Knotz, Carlo M., Flavia Fossati and Fabienne Liechti
Explaining the lacking effectiveness of labor market integration programs for workers with immigrant backgrounds: The role of cognitive shortcuts in recruitment
2024
Many countries use active labor market programs (ALMPs) to improve the labor market outcomes of workers with immigration backgrounds. Empirical findings on these programs’ effects are mixed, however. We shed new light on the mechanisms behind the lacking effectiveness of ALMPs in countering immigrant workers’ labor market disadvantages by arguing that the relevance of ALMPs for an open position is typically difficult for employers to evaluate. As a result, employers are willing to expend the necessary effort only when hiring for positions of high criticality to their businesses. It is exactly these positions, however, where workers with immigration backgrounds face the greatest degree of discrimination in hiring, and their applications are thus less likely to be given close enough consideration for ALMPs to matter.
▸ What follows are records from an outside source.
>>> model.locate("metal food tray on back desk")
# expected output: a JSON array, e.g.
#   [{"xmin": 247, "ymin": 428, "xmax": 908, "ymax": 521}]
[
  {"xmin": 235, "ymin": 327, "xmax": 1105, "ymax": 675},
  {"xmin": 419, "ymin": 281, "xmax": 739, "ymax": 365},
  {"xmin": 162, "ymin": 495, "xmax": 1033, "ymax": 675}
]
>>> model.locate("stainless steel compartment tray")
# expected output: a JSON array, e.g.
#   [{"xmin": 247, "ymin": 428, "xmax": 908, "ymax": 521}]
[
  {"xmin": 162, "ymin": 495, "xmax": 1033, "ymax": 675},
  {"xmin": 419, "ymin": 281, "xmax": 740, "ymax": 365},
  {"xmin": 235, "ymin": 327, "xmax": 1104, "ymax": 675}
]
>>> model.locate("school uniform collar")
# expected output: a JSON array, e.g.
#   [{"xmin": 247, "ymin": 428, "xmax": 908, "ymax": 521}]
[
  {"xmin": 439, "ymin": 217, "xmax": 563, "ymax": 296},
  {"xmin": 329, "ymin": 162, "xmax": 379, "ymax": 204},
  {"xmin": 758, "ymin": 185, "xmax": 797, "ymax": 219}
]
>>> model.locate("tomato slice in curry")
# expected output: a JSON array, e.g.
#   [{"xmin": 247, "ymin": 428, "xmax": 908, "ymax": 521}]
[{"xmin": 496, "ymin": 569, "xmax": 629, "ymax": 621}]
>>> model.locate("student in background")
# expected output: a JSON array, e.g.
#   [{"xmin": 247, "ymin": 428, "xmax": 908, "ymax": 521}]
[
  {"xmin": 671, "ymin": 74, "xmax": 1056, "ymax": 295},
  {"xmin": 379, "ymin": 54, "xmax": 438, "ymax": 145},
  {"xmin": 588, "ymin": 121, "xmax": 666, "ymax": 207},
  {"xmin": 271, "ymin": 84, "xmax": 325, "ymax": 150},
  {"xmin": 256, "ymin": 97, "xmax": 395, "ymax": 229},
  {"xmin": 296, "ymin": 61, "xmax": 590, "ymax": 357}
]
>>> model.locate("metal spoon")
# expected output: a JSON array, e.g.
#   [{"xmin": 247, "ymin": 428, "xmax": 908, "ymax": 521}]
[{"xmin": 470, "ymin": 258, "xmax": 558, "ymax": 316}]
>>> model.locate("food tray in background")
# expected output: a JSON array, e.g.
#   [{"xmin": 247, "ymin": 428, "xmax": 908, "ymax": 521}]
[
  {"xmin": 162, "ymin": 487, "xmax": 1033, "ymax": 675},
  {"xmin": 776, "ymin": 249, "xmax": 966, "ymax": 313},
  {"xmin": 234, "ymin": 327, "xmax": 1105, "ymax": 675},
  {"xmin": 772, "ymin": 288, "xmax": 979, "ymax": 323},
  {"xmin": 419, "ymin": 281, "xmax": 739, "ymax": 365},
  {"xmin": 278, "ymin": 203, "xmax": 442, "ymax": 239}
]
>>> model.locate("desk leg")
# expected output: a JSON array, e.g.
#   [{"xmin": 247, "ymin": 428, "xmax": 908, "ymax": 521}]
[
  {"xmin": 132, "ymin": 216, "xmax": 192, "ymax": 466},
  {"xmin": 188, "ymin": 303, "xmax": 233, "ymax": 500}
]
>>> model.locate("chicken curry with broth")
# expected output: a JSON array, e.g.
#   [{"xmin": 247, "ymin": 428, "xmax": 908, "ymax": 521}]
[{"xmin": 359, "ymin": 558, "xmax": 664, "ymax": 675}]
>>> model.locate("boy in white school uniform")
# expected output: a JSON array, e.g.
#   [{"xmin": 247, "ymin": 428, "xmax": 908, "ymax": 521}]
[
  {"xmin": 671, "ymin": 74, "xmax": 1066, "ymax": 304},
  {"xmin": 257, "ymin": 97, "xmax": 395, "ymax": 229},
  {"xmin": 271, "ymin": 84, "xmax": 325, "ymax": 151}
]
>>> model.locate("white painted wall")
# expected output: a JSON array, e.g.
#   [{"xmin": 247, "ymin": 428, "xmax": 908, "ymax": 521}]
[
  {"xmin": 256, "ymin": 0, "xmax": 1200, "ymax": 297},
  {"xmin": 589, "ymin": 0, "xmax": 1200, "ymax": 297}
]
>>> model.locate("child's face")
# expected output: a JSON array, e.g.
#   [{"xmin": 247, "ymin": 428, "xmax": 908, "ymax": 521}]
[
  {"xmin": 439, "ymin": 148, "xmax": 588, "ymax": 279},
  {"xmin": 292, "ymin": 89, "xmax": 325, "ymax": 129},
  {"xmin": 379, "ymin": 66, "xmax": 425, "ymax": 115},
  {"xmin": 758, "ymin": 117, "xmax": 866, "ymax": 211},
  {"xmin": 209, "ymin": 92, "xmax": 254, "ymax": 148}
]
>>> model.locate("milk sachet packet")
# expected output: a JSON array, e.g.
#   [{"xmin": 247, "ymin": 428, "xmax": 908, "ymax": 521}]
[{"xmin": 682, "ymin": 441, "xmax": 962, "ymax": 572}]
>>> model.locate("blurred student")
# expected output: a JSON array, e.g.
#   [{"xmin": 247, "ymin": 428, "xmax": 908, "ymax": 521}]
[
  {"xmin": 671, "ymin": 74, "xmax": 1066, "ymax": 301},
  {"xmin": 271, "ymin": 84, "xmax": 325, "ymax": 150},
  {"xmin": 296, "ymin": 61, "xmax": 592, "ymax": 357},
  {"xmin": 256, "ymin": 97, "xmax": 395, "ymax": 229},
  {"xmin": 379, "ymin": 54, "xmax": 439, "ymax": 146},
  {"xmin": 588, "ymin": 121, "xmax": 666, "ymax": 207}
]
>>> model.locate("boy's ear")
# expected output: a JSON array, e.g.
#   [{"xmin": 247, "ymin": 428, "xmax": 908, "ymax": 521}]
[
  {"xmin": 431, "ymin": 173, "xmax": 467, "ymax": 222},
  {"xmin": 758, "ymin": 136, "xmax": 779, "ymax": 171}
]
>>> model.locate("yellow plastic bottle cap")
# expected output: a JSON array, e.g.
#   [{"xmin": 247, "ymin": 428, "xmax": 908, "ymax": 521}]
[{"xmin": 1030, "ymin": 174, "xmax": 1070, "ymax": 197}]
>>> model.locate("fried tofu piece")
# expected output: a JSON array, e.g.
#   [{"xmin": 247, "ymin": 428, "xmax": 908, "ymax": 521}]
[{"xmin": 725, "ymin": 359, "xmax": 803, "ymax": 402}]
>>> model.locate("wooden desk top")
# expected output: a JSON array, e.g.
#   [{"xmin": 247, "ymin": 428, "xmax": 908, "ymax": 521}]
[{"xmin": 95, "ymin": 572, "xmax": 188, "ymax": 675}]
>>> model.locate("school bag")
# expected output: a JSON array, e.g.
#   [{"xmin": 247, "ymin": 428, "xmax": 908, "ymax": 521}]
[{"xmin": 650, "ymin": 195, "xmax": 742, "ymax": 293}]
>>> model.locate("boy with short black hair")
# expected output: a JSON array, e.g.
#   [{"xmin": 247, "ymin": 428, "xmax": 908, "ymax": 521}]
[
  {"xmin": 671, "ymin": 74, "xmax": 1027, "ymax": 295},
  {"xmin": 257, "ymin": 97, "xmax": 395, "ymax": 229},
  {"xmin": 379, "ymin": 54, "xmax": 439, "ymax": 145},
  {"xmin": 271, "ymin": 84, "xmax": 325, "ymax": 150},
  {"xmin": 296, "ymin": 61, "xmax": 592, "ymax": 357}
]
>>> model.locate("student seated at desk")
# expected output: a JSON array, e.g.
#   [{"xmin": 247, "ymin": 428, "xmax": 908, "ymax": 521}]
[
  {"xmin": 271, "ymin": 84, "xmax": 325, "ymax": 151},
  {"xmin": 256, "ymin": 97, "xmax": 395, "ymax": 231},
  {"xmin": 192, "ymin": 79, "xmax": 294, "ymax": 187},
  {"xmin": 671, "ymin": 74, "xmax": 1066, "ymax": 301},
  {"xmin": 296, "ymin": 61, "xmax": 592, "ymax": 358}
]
Positions where discrimination is less pronounced, on the other hand, are typically not of sufficient criticality to employers to warrant an evaluation of the relevance of ALMPs. We provide empirical evidence for our argument by using original vignette experiments administered to an online panel of employers in Germany, Sweden and the United Kingdom in 2019 and thus are able to expand on previous research stemming mainly from Switzerland. Finally, we discuss the implications of our findings for public policy and show how programs that are created to help the social and economic integration of immigrants can fail to attain their goal.